Dr Azra explained that owing to the unfair MDCAT system, 492 of the total 600 seats for bachelors of dental surgery available in the province had remained vacant last year. She added that similarly, the private medical colleges in Sindh had a total of 2,600 seats but 30% of them could not be filled last year.
She grieved the private medical and dental colleges in the province had been left with no option but to offer admissions to students belonging to other provinces to fill those seats.
Dr Azra warned that the province would face a shortage of doctors and dentists after four to five years as the non-native students would go back to their home provinces to practice their profession after finishing medical or dental education in Sindh.
The question papers of the MDCAT were based on the federal and Punjab’s syllabi while Sindh’s curriculum had not been considered when the questions were prepared, she said.

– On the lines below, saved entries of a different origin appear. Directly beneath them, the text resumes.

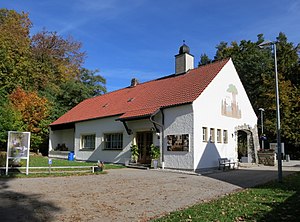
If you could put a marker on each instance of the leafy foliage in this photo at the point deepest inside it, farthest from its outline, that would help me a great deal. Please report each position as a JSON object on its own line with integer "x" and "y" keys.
{"x": 41, "y": 77}
{"x": 255, "y": 67}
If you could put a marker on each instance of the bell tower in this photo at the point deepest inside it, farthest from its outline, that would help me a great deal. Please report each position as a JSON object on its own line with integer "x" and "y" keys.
{"x": 184, "y": 61}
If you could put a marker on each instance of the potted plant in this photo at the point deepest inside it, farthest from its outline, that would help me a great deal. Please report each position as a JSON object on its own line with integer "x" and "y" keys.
{"x": 134, "y": 153}
{"x": 155, "y": 154}
{"x": 100, "y": 166}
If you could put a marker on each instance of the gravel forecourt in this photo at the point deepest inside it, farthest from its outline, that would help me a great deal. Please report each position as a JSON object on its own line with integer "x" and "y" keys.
{"x": 123, "y": 194}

She went on to comment and said that the PMC had lost all its value when it failed to understand the problems of the concerned students. The commission should not conduct the admission test when it needed the capability to hold it in a proper manner,
Dr Azra recalled that the PMC had been imposed on the country through an ordinance without having the consent of all the federating units in Pakistan.
she said “Since the PMC came into existence, the hardships of doctors and students in the country increased while the federating units are also no closer to each other,”
The health minister was of the view that the PMC approved no benefit as it had failed to serve the nation and it also did not serve the cause of maintaining consistency and unity among the federating units.